Ohangwena health director John Hango was unable to say how many ventilators the region has but said they were learning how to use them.

“We do not have a testing facility. We do swabbing and send the swabs to Oshakati NIP or sometimes Windhoek for testing. Swabbing is done in all three districts - Engela, Eenhana and Okongo. Swabbing is not only done in the hospitals but also other places such as the Oshikango border post quarantine facilities,” Hango said. The region has two isolation facilities at the Engela and Okongo hospitals. There is one being built at Eenhana. Ohangwena has so far identified 478 possible Covid-19 contacts.



Discipline emphasised

While emphasising that all Namibians should take the ongoing Covid-19 pandemic seriously and that discipline begins at home, President Hage Geingob announced this past Friday that stage three of the coronavirus state of emergency was extended to all regions for an additional 14 days, effective from 29 August until midnight on 12 September.

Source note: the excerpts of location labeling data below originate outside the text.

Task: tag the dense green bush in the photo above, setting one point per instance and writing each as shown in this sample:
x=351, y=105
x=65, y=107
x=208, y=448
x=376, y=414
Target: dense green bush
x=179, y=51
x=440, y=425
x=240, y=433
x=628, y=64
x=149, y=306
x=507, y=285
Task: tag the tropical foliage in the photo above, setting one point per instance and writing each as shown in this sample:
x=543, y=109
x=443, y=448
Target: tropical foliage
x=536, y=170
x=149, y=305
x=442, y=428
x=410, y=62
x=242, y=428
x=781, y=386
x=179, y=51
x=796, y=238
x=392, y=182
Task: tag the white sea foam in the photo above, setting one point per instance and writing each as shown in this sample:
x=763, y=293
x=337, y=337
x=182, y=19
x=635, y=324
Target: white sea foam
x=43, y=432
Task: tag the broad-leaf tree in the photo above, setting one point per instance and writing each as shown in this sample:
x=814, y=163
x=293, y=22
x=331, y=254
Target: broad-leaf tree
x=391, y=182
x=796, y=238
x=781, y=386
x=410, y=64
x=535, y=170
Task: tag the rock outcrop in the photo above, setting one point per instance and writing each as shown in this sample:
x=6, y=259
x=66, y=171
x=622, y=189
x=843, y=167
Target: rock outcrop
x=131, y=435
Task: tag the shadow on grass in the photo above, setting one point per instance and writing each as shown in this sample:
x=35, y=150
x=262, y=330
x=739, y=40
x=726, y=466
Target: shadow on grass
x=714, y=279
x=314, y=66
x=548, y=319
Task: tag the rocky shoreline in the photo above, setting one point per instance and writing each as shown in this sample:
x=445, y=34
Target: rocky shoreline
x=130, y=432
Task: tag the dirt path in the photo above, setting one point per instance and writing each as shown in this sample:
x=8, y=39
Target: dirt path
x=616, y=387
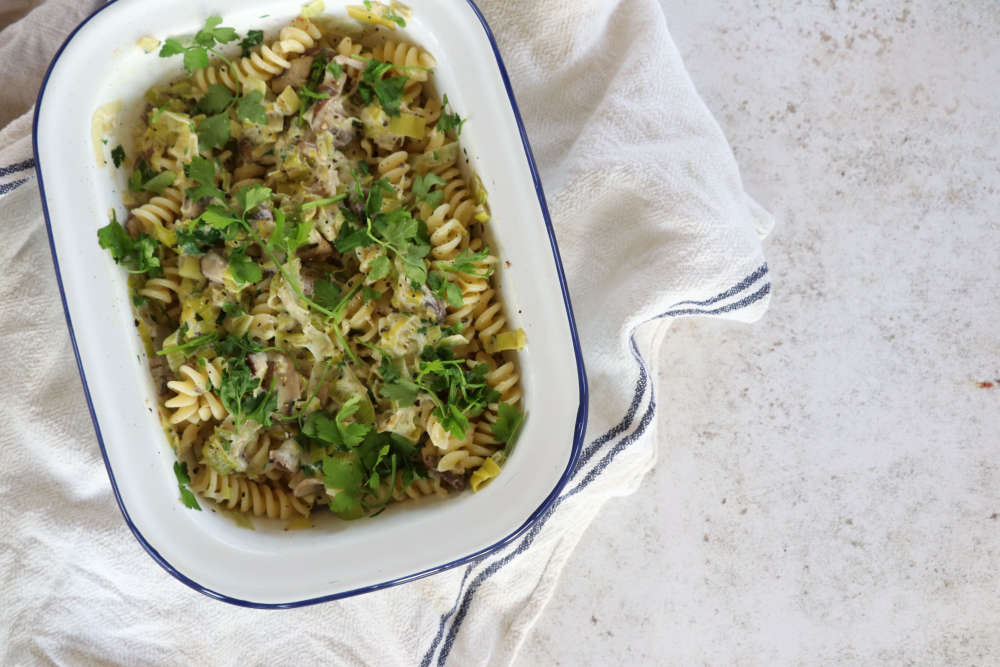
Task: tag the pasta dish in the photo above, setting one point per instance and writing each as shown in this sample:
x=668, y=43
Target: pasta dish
x=310, y=272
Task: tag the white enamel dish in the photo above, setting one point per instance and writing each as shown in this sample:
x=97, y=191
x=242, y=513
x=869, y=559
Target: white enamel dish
x=100, y=63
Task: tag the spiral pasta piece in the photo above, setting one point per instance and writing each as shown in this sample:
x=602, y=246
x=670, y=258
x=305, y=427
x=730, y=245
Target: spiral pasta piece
x=409, y=58
x=461, y=204
x=262, y=303
x=395, y=168
x=193, y=399
x=159, y=212
x=237, y=492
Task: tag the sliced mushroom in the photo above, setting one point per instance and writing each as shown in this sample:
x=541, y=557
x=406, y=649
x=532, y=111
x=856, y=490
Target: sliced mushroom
x=453, y=480
x=318, y=251
x=286, y=379
x=191, y=209
x=258, y=364
x=307, y=487
x=296, y=74
x=287, y=455
x=213, y=267
x=434, y=305
x=330, y=115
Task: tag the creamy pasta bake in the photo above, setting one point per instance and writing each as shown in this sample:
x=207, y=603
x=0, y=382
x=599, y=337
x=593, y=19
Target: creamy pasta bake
x=310, y=272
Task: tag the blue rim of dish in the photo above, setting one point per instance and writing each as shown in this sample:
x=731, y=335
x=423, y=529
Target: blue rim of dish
x=581, y=415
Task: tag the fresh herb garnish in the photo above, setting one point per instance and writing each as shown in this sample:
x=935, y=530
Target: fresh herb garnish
x=450, y=121
x=253, y=38
x=196, y=54
x=183, y=479
x=136, y=255
x=509, y=420
x=118, y=155
x=388, y=91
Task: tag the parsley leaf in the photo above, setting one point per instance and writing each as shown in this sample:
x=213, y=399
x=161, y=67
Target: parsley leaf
x=373, y=202
x=195, y=58
x=260, y=407
x=141, y=174
x=320, y=426
x=445, y=289
x=466, y=263
x=350, y=238
x=352, y=433
x=217, y=216
x=449, y=121
x=250, y=198
x=379, y=268
x=213, y=32
x=201, y=170
x=250, y=108
x=326, y=293
x=343, y=474
x=322, y=202
x=244, y=269
x=397, y=227
x=403, y=391
x=138, y=255
x=413, y=263
x=288, y=239
x=509, y=420
x=237, y=393
x=253, y=38
x=160, y=182
x=232, y=309
x=183, y=479
x=388, y=91
x=118, y=155
x=236, y=346
x=171, y=47
x=216, y=100
x=388, y=370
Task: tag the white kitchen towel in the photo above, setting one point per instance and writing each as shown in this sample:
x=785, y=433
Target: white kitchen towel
x=653, y=224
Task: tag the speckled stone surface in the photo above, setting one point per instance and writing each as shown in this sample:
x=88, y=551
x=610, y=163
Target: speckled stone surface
x=828, y=487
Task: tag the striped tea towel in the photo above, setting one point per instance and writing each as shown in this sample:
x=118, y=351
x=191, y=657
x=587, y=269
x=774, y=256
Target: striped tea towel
x=653, y=224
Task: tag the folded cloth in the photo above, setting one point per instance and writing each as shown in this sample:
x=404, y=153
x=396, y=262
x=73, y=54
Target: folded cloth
x=652, y=222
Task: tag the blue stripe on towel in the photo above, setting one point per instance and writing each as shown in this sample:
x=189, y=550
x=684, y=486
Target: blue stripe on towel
x=7, y=188
x=464, y=601
x=16, y=167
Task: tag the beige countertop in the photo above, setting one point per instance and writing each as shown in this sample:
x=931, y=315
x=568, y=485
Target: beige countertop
x=828, y=488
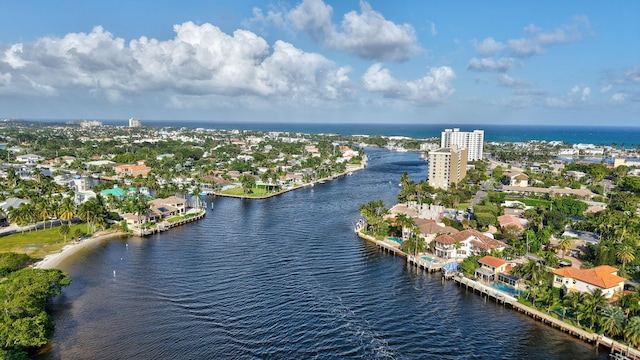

The president also announced that travel restrictions in and out of Walvis Bay, Swakopmund and Arandis have been lifted. However, travel restrictions for the Windhoek, Okahandja and Rehoboth local authorities remain in place. Geingob also said that it takes an average of three days for Namibia to record 1 000 new Covid-19 cases. A daily curfew is now imposed nationally between 20:00 and 05:00, Geingob said further.

Gatherings across the country are limited to 10 people. Vocational training centres (VTCs) and universities will continue operating across the country. Face-to-face instruction may be conducted, where prescribed health and safety standards have been met.

Countrywide early childhood development (ECD) learning and face-to-face instruction for grades zero to nine will resume from 7 September. Grade 10 to 12 pupils will continue with face-to-face classes.